Singing Horse Trading Post has been in business since 1995 and was one of the first trading posts to specialize in Indigenous art and culture. They sell handmade authentic Native products like porcupine quill baskets, birch bark goods, Pendleton blankets, dream catchers, and jewelry, featuring an artist-in-residence program and traveling exhibits of contemporary Native artwork.
While appearing to offer shoppers what they need, the Singing Horse Trading Post is exploitative and detrimental to Indigenous communities. This establishment takes advantage of talented Indigenous artisans by purchasing their work at rock-bottom prices and then reselling it at higher profits; such practices rob Indigenous people of their income while forcing them to create or reproduce items with spiritual, familial, and cultural significance for profit.
William Leonard established a trading post here around 1874 or 1875 – most likely as a two-room jacal structure.

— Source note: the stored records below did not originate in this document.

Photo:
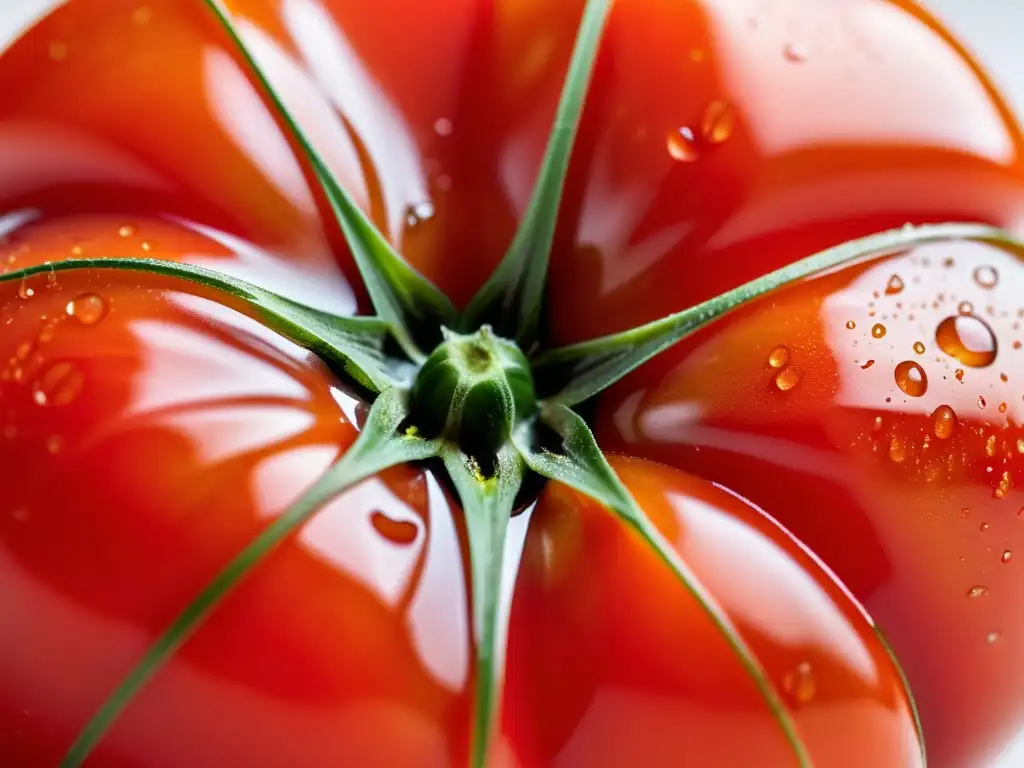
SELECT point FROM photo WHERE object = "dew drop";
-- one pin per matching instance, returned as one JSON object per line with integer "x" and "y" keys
{"x": 795, "y": 52}
{"x": 787, "y": 378}
{"x": 778, "y": 356}
{"x": 682, "y": 145}
{"x": 799, "y": 683}
{"x": 911, "y": 378}
{"x": 397, "y": 531}
{"x": 944, "y": 422}
{"x": 57, "y": 385}
{"x": 897, "y": 450}
{"x": 968, "y": 339}
{"x": 718, "y": 122}
{"x": 986, "y": 276}
{"x": 88, "y": 308}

Once John Lorenzo Hubbell acquired the property in 1878, he continued developing it further with improvements such as building what we know today as the Hubbell Residence, barn lots, and corrals, possibly adding a shade ramada and multiple wells into his complex.
Hubbell Trading Post’s landscape retains its historical layout and character-defining characteristics with only minor modern intrusions. As do barn lots and corrals, the overall spatial organization and cluster arrangement of building complexes and residential compounds remain intact. Large residential yards remain mostly unchanged, although overrun with invasive plant species which require restoration work. In contrast, specialty garden areas have remained the same, although vegetable gardens have begun deteriorating while flower gardens have been lost to weeds.
Although trading posts might seem inconsequential, their importance was significant for Hudson’s Bay and North West Companies to commercially engage a region otherwise inaccessible or unknown to outside markets. They provided essential services for trappers and traders by offering necessities at one convenient place as they brought back products of their labors.
Trading posts were typically situated near significant routes traversing the country, as furs were an invaluable commodity, and they needed somewhere to be transported to market. A large storehouse would usually be found close to each trading post in order to hold all merchandise collected along its path and as a base for voyageurs responsible for building, supplying, and maintaining it – these roles often being performed by men from local Native communities helping establish stronger ties between business activities and society.